Es una llamada de atención sobre los importantes restos de época visigoda existentes en el  arruinado claustro de la Catedral de Huesca. Así mismo identifica como procedente de una escultura como la de «Augusto de Prima Porta» en brazo de bronce encontrado en la Parroquieta hacia 1886.

[Publicado en la revista Argensola, Huesca, núm 131, 2021,  (publicado 2022) pp. 127-141.

 

De acuerdo con las excavaciones realizadas en Huesca desde 1982, los arqueólogos nunca han encontrado indicios de época visigoda lo cuál más que desconcertante es sospechoso rozando lo imposible. La actividad visigoda en esta ciudad  está garantizada desde el conocimiento de la presencia del obispo Siagrio, el primero de los que se tiene noticia.  Se sabe que tuvo contacto directo con Agustín de Hipona, San Agustín, padre de la Iglesia.

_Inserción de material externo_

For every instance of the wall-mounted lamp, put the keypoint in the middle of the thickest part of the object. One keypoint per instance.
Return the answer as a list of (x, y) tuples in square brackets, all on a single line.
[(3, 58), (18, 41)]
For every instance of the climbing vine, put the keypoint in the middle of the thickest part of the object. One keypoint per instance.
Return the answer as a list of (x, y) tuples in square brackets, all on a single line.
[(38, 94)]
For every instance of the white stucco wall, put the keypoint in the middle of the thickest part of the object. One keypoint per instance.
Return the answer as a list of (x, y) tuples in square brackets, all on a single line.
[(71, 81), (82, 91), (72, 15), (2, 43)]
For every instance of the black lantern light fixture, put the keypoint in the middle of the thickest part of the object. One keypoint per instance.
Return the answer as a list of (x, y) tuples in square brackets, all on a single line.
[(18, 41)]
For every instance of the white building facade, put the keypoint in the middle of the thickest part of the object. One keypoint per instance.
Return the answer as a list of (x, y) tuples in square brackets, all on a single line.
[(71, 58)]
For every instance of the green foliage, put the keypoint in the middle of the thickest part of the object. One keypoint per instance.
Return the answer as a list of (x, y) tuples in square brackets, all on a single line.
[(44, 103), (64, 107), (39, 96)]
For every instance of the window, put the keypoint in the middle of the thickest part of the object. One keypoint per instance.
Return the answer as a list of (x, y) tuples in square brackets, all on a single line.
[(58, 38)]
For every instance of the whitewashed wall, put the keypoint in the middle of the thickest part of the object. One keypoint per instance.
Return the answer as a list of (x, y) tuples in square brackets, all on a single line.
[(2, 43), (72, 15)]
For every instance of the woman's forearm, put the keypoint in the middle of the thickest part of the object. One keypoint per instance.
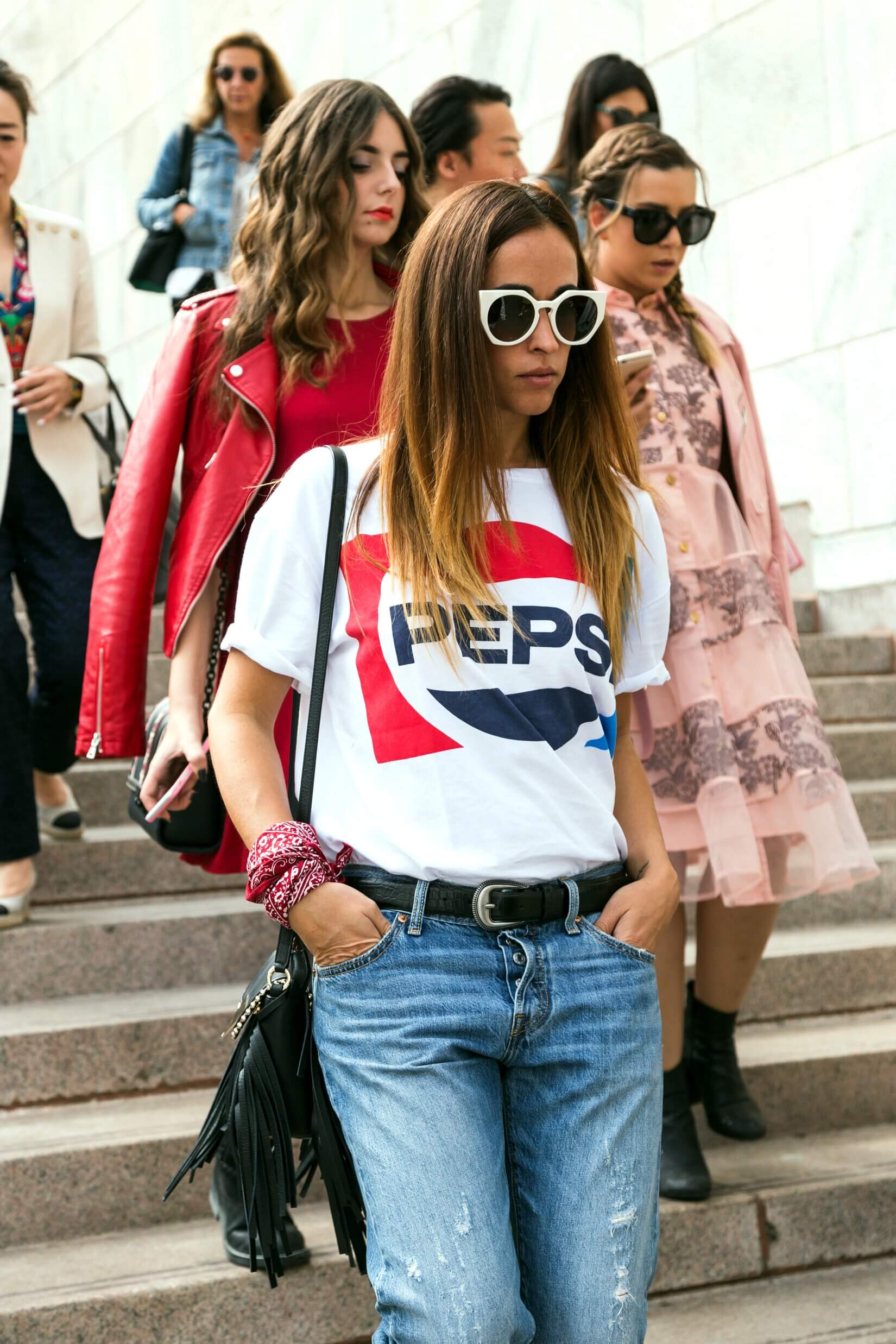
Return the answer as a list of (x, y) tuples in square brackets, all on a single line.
[(634, 810), (636, 813), (190, 664), (248, 764), (249, 772)]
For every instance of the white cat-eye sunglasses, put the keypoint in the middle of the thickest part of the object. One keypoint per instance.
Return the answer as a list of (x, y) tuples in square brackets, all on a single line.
[(509, 316)]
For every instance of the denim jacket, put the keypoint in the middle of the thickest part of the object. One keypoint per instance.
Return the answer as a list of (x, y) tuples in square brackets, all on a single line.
[(214, 167)]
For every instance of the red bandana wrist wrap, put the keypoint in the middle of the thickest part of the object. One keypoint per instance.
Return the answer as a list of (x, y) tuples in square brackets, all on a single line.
[(285, 863)]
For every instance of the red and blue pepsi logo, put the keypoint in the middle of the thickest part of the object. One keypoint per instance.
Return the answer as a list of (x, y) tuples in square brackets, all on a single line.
[(405, 672)]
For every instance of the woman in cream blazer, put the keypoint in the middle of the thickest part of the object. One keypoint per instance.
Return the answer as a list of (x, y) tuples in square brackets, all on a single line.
[(50, 508)]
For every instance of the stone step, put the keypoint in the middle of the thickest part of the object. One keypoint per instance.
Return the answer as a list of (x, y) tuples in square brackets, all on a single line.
[(847, 655), (844, 699), (778, 1206), (852, 1304), (806, 613), (113, 1160), (820, 1074), (111, 1045), (876, 805), (115, 947), (810, 1074), (818, 971), (172, 1284), (117, 861), (864, 750), (869, 901)]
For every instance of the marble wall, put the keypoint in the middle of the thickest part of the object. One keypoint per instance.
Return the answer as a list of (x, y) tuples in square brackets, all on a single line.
[(790, 105)]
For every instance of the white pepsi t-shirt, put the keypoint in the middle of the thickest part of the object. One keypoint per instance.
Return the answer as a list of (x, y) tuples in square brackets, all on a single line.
[(497, 766)]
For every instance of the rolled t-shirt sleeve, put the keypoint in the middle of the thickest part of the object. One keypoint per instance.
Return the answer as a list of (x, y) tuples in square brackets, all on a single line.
[(280, 579), (648, 627)]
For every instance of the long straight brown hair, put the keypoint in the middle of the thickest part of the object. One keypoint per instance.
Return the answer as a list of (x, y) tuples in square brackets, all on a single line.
[(441, 465)]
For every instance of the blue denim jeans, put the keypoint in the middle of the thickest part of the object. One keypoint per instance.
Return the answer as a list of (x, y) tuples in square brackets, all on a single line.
[(501, 1096)]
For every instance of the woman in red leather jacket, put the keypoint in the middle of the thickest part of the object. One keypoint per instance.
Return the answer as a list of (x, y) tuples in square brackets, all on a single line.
[(248, 382)]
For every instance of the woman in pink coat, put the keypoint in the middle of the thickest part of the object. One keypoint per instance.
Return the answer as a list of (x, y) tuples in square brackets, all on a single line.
[(746, 784)]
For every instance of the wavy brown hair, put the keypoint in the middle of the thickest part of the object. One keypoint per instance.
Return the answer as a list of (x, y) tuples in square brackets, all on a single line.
[(277, 92), (608, 171), (441, 465), (301, 218)]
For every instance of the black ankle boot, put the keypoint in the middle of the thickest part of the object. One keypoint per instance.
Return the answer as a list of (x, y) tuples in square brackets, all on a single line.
[(714, 1073), (683, 1171), (226, 1203)]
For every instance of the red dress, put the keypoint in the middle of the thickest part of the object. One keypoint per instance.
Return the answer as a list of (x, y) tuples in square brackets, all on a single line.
[(340, 412)]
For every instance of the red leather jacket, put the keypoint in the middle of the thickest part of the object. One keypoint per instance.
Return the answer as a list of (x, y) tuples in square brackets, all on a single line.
[(225, 463)]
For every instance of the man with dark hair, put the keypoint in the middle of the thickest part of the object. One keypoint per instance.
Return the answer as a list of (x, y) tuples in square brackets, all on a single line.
[(468, 134)]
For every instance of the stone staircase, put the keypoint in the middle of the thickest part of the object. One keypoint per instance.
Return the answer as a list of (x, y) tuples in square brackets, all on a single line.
[(113, 999)]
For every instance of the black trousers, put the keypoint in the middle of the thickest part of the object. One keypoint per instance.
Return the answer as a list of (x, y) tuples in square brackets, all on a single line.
[(54, 569)]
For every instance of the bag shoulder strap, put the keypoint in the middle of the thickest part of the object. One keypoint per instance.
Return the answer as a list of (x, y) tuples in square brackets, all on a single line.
[(186, 159), (301, 805)]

Con la caída del Imperio Romano, está constatado de forma generalizada que allí donde había obispo, este era el administrador de la ciudad y el territorio circundante. A su vez, su rol social  implicaba que vivía en una ciudad, y una ciudad para ser considerada como tal tenía que estar amurallada.

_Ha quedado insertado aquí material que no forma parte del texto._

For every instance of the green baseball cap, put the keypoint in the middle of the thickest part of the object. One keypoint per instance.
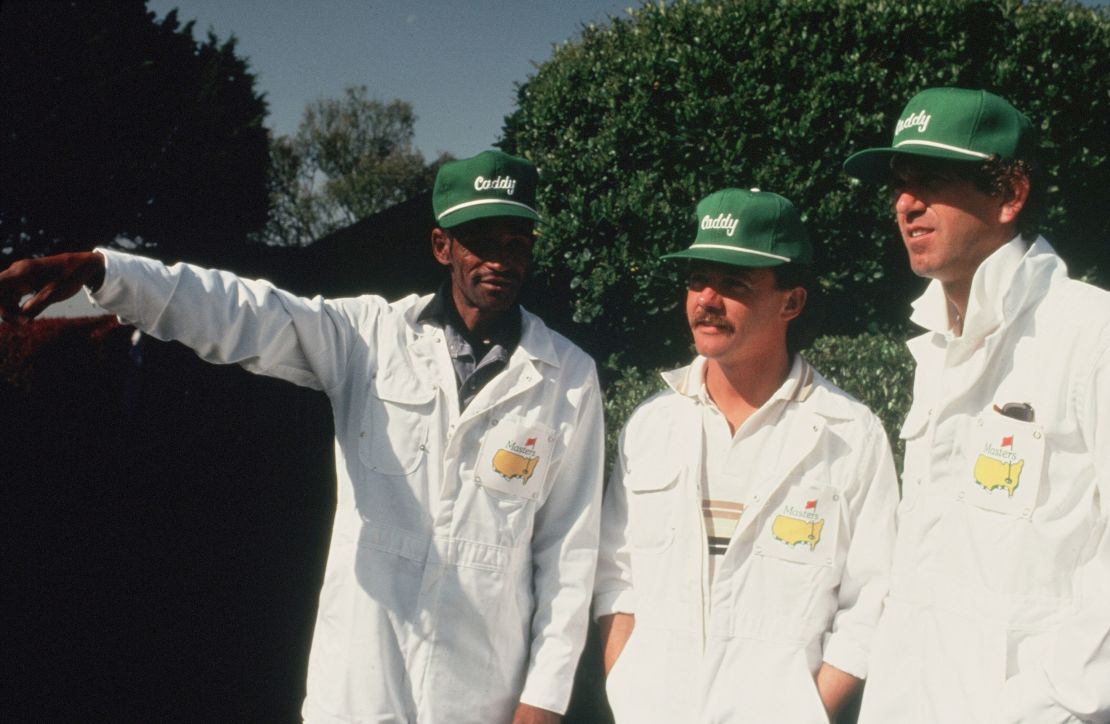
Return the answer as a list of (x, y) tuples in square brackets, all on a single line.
[(748, 229), (491, 183), (952, 123)]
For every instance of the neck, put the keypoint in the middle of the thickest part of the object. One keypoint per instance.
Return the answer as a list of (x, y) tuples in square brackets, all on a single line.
[(476, 321), (958, 291), (957, 294), (739, 390)]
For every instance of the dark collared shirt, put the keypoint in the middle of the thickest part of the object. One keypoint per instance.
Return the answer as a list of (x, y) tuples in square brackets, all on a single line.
[(476, 359)]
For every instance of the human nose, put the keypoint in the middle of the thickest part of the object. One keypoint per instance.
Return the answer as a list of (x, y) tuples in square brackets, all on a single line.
[(907, 202), (708, 297)]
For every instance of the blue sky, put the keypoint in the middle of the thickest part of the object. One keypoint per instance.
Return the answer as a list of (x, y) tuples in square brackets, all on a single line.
[(456, 62)]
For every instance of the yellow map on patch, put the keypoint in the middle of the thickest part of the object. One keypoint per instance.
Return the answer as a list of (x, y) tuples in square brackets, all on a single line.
[(793, 531), (991, 473)]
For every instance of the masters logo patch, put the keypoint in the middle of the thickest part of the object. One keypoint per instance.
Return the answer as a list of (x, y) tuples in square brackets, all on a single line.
[(516, 461), (798, 525), (998, 466)]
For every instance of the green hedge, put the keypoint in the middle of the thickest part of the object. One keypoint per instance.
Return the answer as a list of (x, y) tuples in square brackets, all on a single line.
[(635, 120)]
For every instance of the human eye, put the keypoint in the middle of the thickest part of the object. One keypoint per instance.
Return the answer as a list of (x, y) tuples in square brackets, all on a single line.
[(734, 285)]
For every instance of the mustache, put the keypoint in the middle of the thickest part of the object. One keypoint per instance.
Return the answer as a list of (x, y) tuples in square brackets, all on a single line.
[(712, 320)]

En el Entorno de la Catedral, por el sector  correspondiente a los claustros, desde 1954, fue reconocido un arco de herradura que por entonces se clasificó como musulmán. Estudiado su despliegue  formal, resulta que responde a cánones visigodos. Dato que era completamente desconocido. Con antelación  Arco Garay había identificado como portada visigoda parte de la que actualmente está en el porche del Obispo Juan de Aragón. Restos de arco visigodo identifiqué en el muro de levante del claustro románico. Y cerca de este emplazamiento apareció una dovela, probablemente  perteneciente  a esta portada, y por lo tanto visigoda. Estas constataciones no solo son singulares sino que se convierten en extraordinarias, dado como queda dicho la ausencia total de notificación arqueológica  de vestigios de esta época visigoda en Huesca. Todo ello hace de este lugar del claustro un lugar de particular interés, y de meticulosa exploración  que solo es posible desde desde el conocimiento de la cultura visigoda.

Otro constatación relevante  es que el brazo de bronce que apareció en la Parroquieta hacia 1886 es nada menos que de una escultura de bronce de Augusto, de las identificadas como de Prima Porta, conservada en los Museos vaticanos. Este fragmento fue llevado desde el primer momento al Museo de Huesca donde está expuesta.